Results: We included 29 ME/CFS patients. All were females and >18 years old. Hyperinsulinemia, hyperleptinemia/hypoleptinemia, and residual inflammation risk were 7%, 80%/7%, and 74%, respectively. The medians of insulin-WIV, leptin-WIV and hsCRP-WIV were [(0.24; IQR 0.15–0.38), (0.25; IQR 0.15–0.40), (0.33; IQR 0.18–0.51)] respectively. On average, hyperleptinemic patients had the highest leptin-WIV and 50% of them had residual inflammation risk. Severe (fatigue, pain, brain fog, sleep disturbance, and PEM) were reported in 50%, 29%, 41%, 30%, and 57% of patients, respectively. In the adjusted analysis, worse fatigue scores (7.49; SEM, 2.23; p = 0.002) were associated with higher insulin-WIV. Hyperleptinemia (OR 1.54; 95% CI 1.13–2.09) compared to hypoleptinemia, and residual inflammation risk (OR 1.65; 95% CI 1.21–2.25) were associated with higher odds of severe fatigue. Worse pain scores (7.17; SEM, 2.30; p = 0.005) were associated with higher leptin-WIV, and (8.45; SEM, 2.25; p = 0.0009) higher hsCRP-WIV, and residual inflammation risk (OR 1.75; 95% CI 1.34–2.29) was associated with higher odds of severe pain. Severe brain fog scores (9.20; SEM, 2.44; p = 0.0008) were associated with higher insulin-WIV, higher leptin-WIV (4.73; SEM, 2.12; p = 0.03). Residual inflammation risk (OR 1.40; 95% CI 1.16–1.77) was associated with higher odds of severe brain fog. Hyperleptinemia (OR 0.60; 95% CI 0.43–1.19) was associated with lower odds of severe PEM compared to hypoleptinemia, and better sleep quality was associated (6.07; SEM, 1.70; p = 0.001) with higher insulin-WIV, and (3.37; SEM, 1.47; p = 0.03) higher leptin-WIV.
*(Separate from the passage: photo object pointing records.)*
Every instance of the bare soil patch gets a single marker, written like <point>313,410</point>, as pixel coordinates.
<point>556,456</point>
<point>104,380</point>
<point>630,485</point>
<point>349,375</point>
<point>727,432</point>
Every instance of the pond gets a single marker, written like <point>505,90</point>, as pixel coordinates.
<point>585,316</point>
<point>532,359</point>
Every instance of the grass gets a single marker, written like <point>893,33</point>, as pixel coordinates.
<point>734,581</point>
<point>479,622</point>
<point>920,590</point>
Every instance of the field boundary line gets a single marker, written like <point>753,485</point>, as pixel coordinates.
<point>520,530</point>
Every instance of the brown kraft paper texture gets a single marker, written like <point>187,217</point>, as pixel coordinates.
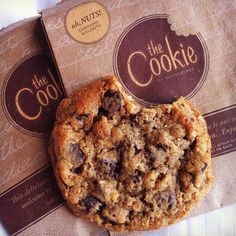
<point>159,50</point>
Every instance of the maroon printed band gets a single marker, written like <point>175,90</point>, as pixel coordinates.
<point>222,129</point>
<point>29,201</point>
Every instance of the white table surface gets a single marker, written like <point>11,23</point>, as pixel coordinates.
<point>221,222</point>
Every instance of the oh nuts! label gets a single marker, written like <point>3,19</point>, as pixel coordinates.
<point>88,22</point>
<point>156,65</point>
<point>31,94</point>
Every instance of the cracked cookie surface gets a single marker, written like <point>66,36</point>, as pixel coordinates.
<point>127,167</point>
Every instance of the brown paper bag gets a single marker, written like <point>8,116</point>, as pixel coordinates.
<point>159,50</point>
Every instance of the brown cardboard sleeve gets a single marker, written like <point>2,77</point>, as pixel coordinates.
<point>28,190</point>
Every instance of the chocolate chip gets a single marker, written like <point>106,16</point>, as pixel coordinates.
<point>137,179</point>
<point>76,153</point>
<point>162,146</point>
<point>91,204</point>
<point>77,170</point>
<point>110,167</point>
<point>172,201</point>
<point>192,145</point>
<point>136,150</point>
<point>204,167</point>
<point>161,198</point>
<point>111,101</point>
<point>166,198</point>
<point>80,117</point>
<point>101,112</point>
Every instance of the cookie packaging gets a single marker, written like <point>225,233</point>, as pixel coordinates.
<point>159,50</point>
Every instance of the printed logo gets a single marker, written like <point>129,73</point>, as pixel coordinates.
<point>88,22</point>
<point>31,94</point>
<point>156,65</point>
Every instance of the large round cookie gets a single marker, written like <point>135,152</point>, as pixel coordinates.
<point>127,167</point>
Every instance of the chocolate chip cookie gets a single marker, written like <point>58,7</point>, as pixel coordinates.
<point>127,167</point>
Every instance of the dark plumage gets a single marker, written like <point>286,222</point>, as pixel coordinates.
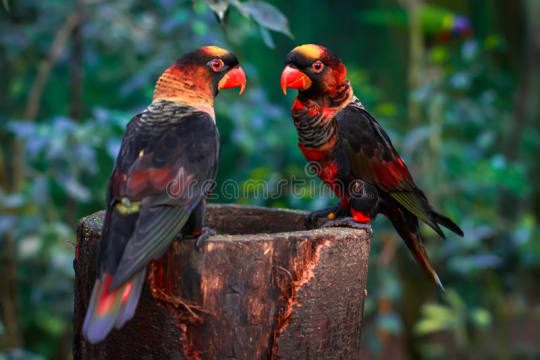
<point>159,185</point>
<point>356,152</point>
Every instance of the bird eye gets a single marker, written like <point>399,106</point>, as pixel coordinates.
<point>318,66</point>
<point>217,64</point>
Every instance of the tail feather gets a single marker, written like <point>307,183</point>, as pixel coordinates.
<point>446,222</point>
<point>414,243</point>
<point>111,308</point>
<point>407,227</point>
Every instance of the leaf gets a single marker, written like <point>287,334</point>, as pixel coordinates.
<point>268,16</point>
<point>267,37</point>
<point>219,7</point>
<point>240,7</point>
<point>481,317</point>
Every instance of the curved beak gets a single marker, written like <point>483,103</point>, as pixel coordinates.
<point>234,78</point>
<point>294,79</point>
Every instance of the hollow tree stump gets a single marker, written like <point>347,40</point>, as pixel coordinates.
<point>265,290</point>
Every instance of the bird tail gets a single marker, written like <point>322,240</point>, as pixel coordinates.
<point>111,308</point>
<point>409,233</point>
<point>446,222</point>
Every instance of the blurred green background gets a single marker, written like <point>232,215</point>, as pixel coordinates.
<point>456,84</point>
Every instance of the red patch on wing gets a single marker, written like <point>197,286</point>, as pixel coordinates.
<point>297,105</point>
<point>360,217</point>
<point>127,291</point>
<point>312,155</point>
<point>140,181</point>
<point>106,300</point>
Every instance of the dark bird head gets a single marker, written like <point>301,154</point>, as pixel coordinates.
<point>198,76</point>
<point>313,70</point>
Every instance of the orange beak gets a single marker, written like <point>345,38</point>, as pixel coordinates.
<point>294,79</point>
<point>234,78</point>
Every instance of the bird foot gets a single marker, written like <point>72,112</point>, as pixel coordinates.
<point>349,222</point>
<point>337,211</point>
<point>206,232</point>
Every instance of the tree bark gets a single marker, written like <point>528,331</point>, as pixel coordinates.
<point>264,290</point>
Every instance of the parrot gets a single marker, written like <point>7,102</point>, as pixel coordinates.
<point>160,183</point>
<point>353,155</point>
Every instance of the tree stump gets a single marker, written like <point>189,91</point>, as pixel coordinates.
<point>267,289</point>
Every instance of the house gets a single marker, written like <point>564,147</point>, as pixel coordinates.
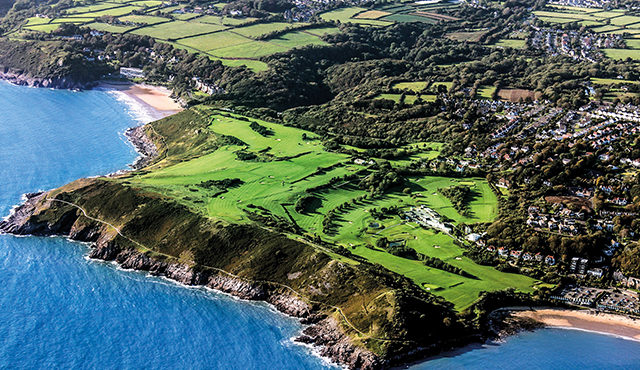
<point>131,72</point>
<point>595,272</point>
<point>474,237</point>
<point>503,183</point>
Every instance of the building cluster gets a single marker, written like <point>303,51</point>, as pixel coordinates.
<point>517,255</point>
<point>582,3</point>
<point>616,300</point>
<point>428,218</point>
<point>576,44</point>
<point>561,220</point>
<point>206,87</point>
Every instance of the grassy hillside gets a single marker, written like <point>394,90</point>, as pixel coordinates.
<point>250,171</point>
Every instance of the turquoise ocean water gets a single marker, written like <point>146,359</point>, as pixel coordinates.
<point>59,310</point>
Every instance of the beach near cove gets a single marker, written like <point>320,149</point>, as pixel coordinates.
<point>589,320</point>
<point>156,100</point>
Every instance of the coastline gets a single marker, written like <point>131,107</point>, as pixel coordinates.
<point>149,103</point>
<point>586,320</point>
<point>322,331</point>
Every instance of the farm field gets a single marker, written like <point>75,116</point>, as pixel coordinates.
<point>408,99</point>
<point>226,38</point>
<point>177,30</point>
<point>508,43</point>
<point>412,86</point>
<point>624,20</point>
<point>622,53</point>
<point>611,81</point>
<point>373,14</point>
<point>218,37</point>
<point>261,29</point>
<point>348,15</point>
<point>514,95</point>
<point>471,36</point>
<point>287,165</point>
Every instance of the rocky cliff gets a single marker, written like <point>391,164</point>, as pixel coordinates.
<point>361,316</point>
<point>23,79</point>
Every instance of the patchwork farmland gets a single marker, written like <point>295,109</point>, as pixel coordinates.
<point>613,22</point>
<point>232,40</point>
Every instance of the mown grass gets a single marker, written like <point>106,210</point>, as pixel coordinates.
<point>177,29</point>
<point>415,86</point>
<point>510,43</point>
<point>215,40</point>
<point>277,184</point>
<point>486,92</point>
<point>622,54</point>
<point>346,15</point>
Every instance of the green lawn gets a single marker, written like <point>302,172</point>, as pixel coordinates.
<point>416,86</point>
<point>611,81</point>
<point>105,27</point>
<point>297,39</point>
<point>263,28</point>
<point>408,99</point>
<point>276,184</point>
<point>345,15</point>
<point>459,290</point>
<point>215,40</point>
<point>226,21</point>
<point>143,19</point>
<point>507,43</point>
<point>177,30</point>
<point>624,20</point>
<point>251,49</point>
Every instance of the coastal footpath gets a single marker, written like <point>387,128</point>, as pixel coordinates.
<point>361,315</point>
<point>250,263</point>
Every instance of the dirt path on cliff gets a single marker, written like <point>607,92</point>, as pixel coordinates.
<point>336,308</point>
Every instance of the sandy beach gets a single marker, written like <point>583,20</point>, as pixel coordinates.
<point>156,98</point>
<point>585,320</point>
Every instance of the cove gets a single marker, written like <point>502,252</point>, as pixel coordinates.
<point>59,310</point>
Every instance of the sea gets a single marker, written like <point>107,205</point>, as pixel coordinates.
<point>60,310</point>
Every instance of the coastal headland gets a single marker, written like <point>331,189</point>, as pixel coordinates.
<point>155,98</point>
<point>589,320</point>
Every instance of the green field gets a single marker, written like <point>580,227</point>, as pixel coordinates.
<point>226,21</point>
<point>507,43</point>
<point>249,50</point>
<point>605,29</point>
<point>105,27</point>
<point>262,28</point>
<point>143,19</point>
<point>275,185</point>
<point>177,30</point>
<point>412,86</point>
<point>345,15</point>
<point>622,54</point>
<point>611,81</point>
<point>624,20</point>
<point>633,44</point>
<point>214,41</point>
<point>408,99</point>
<point>218,37</point>
<point>297,39</point>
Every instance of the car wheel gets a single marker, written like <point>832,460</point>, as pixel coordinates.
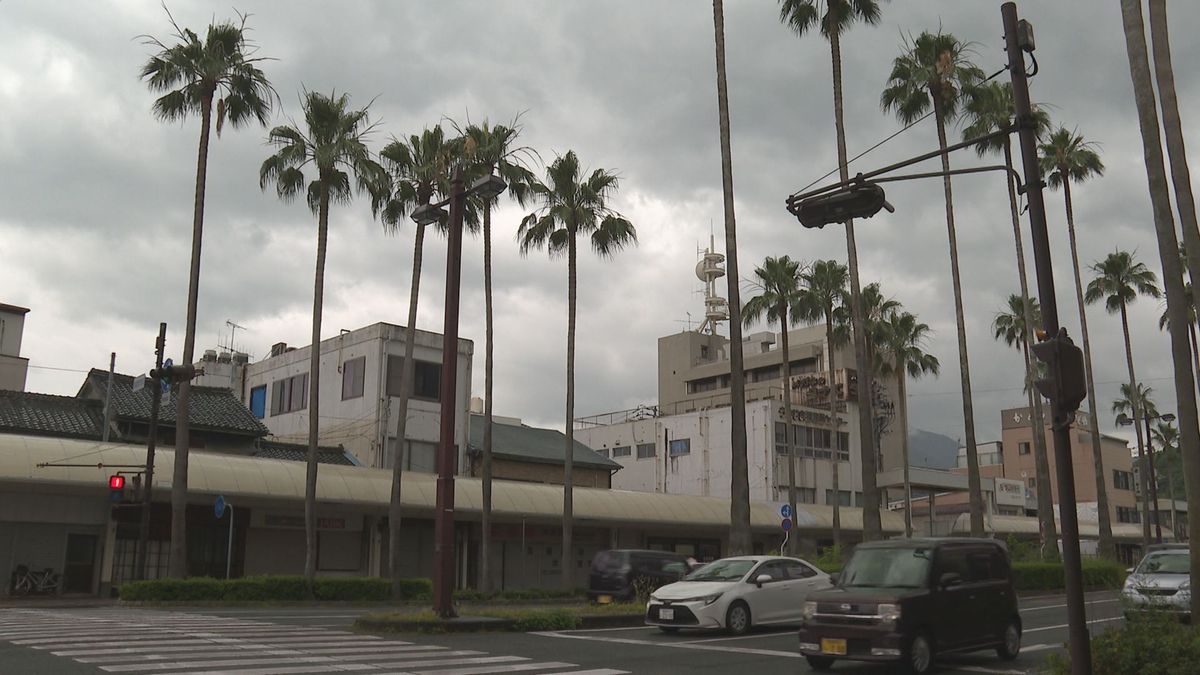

Conclusions: In patients with ME/CFS, symptoms severity was associated with hyperleptinemia, inflammation and within-individual-variability of these biomarkers. Leptin and hsCRP may be clinically useful in predicting symptom severity. Larger clinical trials are needed to further examine the prediction and causality of these biomarkers in the development of ME/CFS diagnosis. The efficacy and safety of anti-inflammatory therapies may be evaluated in sub-clusters of ME/CFS with metabolic responses and inflammation dysregulations to improve patient-reported symptoms.